Stockholm Resilience Center Professor Henrik Österblom said the report shows the collaboration has been a success.

“We were asking ourselves, do these companies want to engage with each other and with science? Do they want to engage in change in their own operations, and do they want to engage in change for the entire seafood production system? Of course, they want to do that because they’re all completely dependent on a healthy ocean. We started to ask them these questions and now, five years later, we know that the companies can work together with each other and with science, we know that they want to change because they have started to change,” Österblom said. “We don’t know yet if there will be cascading change, but we are seeing interesting indications of that course.”

There are 10 commitments that guide the work of SeaBOS and have been agreed upon by its members: improving transparency, reducing IUU fishing, eliminating modern slavery, developing and deploying new technology, reducing antibiotics use, reducing the use of plastics, developing a science-based approach toward solving issues facing the seafood industry, achieving sustainable growth of the aquaculture sector, supporting innovations, and reducing greenhouse gas emissions.

SeaBOS members meet formally two times a year but have formed six separate task forces to tackle these 10 commitments with great focus, with agreed-upon time-bound goals for each group, relying on independent research and the sharing of lessons learned from the companies involved.

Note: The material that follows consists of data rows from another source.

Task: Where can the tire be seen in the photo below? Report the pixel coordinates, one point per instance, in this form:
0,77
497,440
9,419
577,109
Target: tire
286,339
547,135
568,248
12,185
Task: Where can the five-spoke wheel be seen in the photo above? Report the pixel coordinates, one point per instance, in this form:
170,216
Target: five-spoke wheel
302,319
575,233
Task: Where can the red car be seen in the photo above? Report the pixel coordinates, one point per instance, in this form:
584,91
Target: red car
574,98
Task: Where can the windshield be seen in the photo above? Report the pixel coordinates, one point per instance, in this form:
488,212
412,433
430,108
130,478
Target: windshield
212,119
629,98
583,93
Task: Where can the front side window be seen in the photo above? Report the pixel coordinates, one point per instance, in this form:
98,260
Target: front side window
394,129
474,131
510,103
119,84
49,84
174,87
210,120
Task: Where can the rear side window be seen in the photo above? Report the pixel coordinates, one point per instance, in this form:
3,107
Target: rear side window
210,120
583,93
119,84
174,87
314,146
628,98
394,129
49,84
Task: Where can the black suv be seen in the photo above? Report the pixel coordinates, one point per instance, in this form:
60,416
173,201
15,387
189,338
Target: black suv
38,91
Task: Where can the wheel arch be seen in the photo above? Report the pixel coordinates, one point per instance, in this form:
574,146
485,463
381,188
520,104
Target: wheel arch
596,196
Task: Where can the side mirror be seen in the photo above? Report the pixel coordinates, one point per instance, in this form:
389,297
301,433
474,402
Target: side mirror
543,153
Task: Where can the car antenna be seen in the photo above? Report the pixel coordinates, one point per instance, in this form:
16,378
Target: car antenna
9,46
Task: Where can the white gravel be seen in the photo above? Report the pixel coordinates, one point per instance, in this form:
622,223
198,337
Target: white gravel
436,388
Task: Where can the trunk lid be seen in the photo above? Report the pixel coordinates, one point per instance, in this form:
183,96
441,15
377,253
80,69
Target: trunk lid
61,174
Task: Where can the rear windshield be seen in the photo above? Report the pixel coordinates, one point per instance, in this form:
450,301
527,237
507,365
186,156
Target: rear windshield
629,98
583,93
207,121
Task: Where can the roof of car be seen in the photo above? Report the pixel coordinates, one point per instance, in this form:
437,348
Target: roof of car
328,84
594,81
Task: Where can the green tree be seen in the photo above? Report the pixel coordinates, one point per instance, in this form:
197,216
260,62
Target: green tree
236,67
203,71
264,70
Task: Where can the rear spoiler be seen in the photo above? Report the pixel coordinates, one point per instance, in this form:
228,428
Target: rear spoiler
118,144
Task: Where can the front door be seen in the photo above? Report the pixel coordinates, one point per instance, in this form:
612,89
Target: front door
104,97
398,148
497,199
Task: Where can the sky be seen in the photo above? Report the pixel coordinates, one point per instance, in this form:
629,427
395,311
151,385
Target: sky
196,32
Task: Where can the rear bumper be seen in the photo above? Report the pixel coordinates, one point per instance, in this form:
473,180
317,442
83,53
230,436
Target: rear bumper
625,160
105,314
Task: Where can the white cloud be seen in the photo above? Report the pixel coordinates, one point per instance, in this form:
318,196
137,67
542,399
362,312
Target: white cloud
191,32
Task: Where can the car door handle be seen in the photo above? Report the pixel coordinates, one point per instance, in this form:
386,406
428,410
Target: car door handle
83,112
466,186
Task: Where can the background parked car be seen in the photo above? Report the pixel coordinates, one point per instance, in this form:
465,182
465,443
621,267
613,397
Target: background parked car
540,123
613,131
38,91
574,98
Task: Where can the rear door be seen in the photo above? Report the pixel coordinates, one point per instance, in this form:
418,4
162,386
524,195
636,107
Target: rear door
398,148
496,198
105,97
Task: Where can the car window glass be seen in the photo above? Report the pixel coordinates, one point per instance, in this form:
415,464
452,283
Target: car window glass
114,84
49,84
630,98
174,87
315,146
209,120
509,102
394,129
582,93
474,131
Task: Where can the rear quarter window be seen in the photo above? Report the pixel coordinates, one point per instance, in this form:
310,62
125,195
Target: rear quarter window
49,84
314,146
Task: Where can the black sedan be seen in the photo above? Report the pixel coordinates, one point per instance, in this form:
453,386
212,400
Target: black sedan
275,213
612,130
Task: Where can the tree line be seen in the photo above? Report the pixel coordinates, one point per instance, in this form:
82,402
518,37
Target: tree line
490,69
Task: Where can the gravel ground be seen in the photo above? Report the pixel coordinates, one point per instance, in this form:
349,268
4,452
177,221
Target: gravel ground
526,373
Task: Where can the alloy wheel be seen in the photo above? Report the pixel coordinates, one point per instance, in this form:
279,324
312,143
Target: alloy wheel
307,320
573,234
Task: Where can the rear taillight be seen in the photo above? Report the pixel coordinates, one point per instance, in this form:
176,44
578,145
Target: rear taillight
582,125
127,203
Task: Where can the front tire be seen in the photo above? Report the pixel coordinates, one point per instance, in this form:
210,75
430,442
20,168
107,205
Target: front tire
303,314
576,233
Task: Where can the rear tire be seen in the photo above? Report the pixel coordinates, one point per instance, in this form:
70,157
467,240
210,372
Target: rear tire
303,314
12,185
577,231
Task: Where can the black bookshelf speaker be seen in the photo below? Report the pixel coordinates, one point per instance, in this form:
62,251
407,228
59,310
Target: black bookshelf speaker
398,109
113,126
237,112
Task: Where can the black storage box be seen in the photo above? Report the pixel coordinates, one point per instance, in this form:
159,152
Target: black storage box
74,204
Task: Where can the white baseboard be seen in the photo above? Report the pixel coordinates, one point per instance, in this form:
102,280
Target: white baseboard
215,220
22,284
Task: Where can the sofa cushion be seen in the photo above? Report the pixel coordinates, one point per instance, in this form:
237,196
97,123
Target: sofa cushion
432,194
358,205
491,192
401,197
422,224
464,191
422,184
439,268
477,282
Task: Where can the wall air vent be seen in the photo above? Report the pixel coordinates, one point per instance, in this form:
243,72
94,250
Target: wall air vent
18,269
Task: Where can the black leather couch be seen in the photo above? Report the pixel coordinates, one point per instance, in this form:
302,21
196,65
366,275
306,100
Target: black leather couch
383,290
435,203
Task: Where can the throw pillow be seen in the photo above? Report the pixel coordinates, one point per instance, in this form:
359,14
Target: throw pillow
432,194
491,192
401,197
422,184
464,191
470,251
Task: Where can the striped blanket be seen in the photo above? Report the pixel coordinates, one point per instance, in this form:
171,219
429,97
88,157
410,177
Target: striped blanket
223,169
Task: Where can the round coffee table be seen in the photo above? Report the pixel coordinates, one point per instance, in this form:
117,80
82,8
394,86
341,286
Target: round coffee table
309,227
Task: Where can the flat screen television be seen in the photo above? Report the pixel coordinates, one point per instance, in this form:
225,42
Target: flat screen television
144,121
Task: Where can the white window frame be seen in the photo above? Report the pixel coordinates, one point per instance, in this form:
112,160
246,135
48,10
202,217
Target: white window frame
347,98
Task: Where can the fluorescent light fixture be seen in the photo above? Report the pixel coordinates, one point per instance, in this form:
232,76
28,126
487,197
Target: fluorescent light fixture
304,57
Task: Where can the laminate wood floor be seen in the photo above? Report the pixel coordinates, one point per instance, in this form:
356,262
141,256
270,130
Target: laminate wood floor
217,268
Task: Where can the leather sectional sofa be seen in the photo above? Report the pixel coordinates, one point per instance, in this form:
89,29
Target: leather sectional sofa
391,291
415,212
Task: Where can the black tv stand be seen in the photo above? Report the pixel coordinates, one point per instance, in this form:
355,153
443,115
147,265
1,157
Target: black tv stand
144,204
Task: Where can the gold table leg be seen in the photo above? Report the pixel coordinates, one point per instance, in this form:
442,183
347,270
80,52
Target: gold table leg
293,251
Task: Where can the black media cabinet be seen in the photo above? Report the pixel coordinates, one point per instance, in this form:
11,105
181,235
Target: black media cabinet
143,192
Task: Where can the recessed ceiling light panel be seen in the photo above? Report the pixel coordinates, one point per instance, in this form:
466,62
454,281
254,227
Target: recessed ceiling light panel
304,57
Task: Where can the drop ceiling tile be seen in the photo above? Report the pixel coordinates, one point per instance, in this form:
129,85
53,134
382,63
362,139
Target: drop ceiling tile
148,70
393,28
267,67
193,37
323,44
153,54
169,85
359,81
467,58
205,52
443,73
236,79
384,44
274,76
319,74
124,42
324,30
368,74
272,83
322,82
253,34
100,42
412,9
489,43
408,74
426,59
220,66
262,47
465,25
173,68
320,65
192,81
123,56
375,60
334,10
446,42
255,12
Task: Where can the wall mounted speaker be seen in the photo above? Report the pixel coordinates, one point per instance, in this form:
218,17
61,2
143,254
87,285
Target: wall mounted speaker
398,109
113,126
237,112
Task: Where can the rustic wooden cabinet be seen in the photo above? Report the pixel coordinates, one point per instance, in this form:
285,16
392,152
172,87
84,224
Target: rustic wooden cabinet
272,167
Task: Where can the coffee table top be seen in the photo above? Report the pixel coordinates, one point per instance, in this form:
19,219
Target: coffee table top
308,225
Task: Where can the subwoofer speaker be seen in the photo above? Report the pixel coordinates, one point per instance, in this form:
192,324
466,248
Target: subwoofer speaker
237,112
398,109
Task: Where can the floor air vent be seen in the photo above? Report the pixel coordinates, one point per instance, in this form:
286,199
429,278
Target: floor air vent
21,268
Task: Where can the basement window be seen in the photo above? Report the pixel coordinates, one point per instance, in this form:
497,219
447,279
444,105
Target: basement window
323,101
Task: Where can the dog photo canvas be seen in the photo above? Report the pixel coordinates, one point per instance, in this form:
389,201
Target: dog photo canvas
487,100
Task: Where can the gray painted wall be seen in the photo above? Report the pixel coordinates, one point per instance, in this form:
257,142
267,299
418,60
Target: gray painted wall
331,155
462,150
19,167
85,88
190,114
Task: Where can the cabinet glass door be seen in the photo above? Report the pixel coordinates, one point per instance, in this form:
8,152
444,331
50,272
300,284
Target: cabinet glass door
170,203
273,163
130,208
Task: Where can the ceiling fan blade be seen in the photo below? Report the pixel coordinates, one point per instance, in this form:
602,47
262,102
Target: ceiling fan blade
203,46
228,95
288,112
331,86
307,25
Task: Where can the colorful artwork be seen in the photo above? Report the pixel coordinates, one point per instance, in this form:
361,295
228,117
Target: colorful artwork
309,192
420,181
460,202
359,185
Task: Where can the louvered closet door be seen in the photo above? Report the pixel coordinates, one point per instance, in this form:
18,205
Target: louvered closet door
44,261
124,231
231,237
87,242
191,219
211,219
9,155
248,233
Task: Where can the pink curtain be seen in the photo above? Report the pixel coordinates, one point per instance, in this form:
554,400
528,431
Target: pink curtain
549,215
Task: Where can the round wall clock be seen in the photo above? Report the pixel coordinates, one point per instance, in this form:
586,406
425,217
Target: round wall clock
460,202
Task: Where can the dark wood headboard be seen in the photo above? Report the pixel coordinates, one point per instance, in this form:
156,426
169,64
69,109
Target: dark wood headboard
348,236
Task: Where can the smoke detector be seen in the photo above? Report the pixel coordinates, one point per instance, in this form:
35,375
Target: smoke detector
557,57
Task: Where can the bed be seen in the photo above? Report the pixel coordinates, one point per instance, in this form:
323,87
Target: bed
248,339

Among the accomplishments listed in SeaBOS’ report are advances in each of the group’s target initiatives, such as software developed by SeaBOS commercial fishing licenses and crew identities using facial recognition technology; and a separate pilot project that used deck cameras to identify species, catch volume, time and date, and GPS coordinates of all fishing activity, which is then securely stored via blockchain.

SeaBOS has also developed a risk-mapping tool for labor abuse and illegal fishing, and a scientific assessment of best practices in regard to commercial fishing. The SeaBOS companies are currently conducting internal due diligence processes to more completely determine the level of exposure to risks the members have identified, and how to engage with the best practices developed as a result.

One last initiative also being tackled by SeaBOS is how to best trigger positive change in the industry beyond the SeaBOS companies.

“The initiative is something people are inspired by and it creates an imagination of what can be possible and I think that is a really interesting and surprising side effect that is really rewarding,” Österblom said.

Skretting CEO Therese Log Bergjord said the goals set by SeaBOS are not only good for the planet and its inhabitants, but are also proving to be good for the participants’ bottom lines.

“We’ve learned that again, aquaculture and seafood must play an important role for feeding a growing population and we are undereating seafood compared to the recommendation that we have,” Bergjord said. “For me as a business leader, that’s extremely motivating. That means we have to grow and, by nature, we want to grow our businesses. But we have to and we want to do it in the right way, in a sustainable way, along many lines. For me, it’s listening to the long-term objectives, listening to the challenges, talking to the scientists.”